Ser mãe muda tudo, muda mesmo tudo. Não muda para melhor, não muda para pior, mas muda. Às vezes, tenho saudades da minha vida antes delas. Dou-me muitas vezes à contemplação do que seria a minha vida, se a maternidade ainda fosse um desejo por concretizar.

Penso em tudo o que poderia fazer, a liberdade explícita do tempo (quase comovente), as viagens sem régua ou intervalo, o sono prolongado ao desmazelo (as saudades), os impulsos com direito a esse nome, uma agenda só minha, solta das amarras das obrigações, sem o aguilhão lixado da manutenção das rotinas, a sustentabilidade do lar, o equilíbrio da casa. Isenta da obrigação de assumir no mesmo papel a cuidadora, a amiga, a líder, a encarregada, a profissional, a financiadora, a educadora, a cozinheira, a empregada, a professora, a coleguinha, a contadora de histórias, a conciliadora, a motorista, a guia, a precetora e a mãe. Acho que, enquanto viver sóbria, vou ter sempre saudades dos tempos em que o tempo era a unidade deliciosamente egoísta das minhas concretizações.

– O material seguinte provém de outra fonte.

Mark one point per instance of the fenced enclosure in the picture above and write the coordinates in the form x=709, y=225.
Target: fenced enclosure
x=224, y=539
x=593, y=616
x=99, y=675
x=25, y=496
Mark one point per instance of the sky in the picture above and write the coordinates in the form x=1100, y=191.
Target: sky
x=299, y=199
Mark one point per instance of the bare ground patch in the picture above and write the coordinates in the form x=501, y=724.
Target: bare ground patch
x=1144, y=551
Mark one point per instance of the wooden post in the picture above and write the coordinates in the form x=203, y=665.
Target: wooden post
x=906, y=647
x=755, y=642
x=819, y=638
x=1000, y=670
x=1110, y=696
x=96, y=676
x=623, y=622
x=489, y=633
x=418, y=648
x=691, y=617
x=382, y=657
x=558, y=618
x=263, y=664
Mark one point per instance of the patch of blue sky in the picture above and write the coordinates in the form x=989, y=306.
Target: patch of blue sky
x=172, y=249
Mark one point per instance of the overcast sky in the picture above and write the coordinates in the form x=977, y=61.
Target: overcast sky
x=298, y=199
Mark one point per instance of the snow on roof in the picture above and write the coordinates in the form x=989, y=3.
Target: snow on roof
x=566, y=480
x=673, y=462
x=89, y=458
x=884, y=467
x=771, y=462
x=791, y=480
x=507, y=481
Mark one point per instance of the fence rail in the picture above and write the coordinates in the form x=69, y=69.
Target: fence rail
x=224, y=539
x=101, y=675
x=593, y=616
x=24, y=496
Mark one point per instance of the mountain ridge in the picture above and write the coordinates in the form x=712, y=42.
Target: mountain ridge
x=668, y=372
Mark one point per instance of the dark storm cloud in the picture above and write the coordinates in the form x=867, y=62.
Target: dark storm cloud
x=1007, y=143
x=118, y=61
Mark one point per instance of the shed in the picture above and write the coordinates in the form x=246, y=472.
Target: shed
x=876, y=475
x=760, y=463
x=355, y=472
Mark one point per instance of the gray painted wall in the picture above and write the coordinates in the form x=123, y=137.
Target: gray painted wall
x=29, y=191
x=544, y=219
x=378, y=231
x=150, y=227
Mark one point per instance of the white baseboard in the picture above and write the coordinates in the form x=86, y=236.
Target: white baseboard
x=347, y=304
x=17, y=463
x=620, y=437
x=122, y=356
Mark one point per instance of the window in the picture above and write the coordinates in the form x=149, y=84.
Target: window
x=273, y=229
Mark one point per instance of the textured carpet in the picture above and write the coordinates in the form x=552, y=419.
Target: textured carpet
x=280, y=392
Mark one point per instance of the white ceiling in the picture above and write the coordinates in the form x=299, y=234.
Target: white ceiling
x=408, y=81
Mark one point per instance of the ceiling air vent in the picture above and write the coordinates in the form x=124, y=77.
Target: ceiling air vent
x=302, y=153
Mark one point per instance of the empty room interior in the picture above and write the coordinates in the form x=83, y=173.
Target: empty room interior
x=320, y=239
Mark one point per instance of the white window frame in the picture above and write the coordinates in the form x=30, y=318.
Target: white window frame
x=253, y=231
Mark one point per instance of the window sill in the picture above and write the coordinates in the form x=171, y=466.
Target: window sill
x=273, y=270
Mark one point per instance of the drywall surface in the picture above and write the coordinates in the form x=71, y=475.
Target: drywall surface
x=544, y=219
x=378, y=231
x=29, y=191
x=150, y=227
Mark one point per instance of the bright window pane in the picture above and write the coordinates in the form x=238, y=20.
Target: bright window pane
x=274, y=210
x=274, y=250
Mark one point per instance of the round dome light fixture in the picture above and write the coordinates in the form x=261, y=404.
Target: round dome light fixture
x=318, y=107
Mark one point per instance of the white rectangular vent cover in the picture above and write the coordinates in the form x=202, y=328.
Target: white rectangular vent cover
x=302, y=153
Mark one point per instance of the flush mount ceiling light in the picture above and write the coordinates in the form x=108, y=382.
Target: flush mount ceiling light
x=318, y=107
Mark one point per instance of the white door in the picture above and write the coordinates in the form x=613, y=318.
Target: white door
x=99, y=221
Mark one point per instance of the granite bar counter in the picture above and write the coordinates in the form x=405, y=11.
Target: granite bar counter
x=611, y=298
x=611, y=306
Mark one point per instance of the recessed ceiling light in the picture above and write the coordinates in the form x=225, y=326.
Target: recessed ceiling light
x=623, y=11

Estas saudades que eu tenho do que seria, sabendo que já sou, com tudo o que tenho, serão sempre o meu pêndulo de equilíbrio, enquanto pessoa.

Não há amor sem liberdade. A liberdade pressupõe escolha e a escolha pressupõe caminhos. Não há inteligência humana, nem elevação do amor, que, em exercício pleno, não implique uma opção, que não deixe no ser humano, mais orgânico, a ansiedade de tudo o que seria, do que não escolheu. A maior certeza da minha escolha é que, quando escolhi ser mãe, também me escolhi a mim.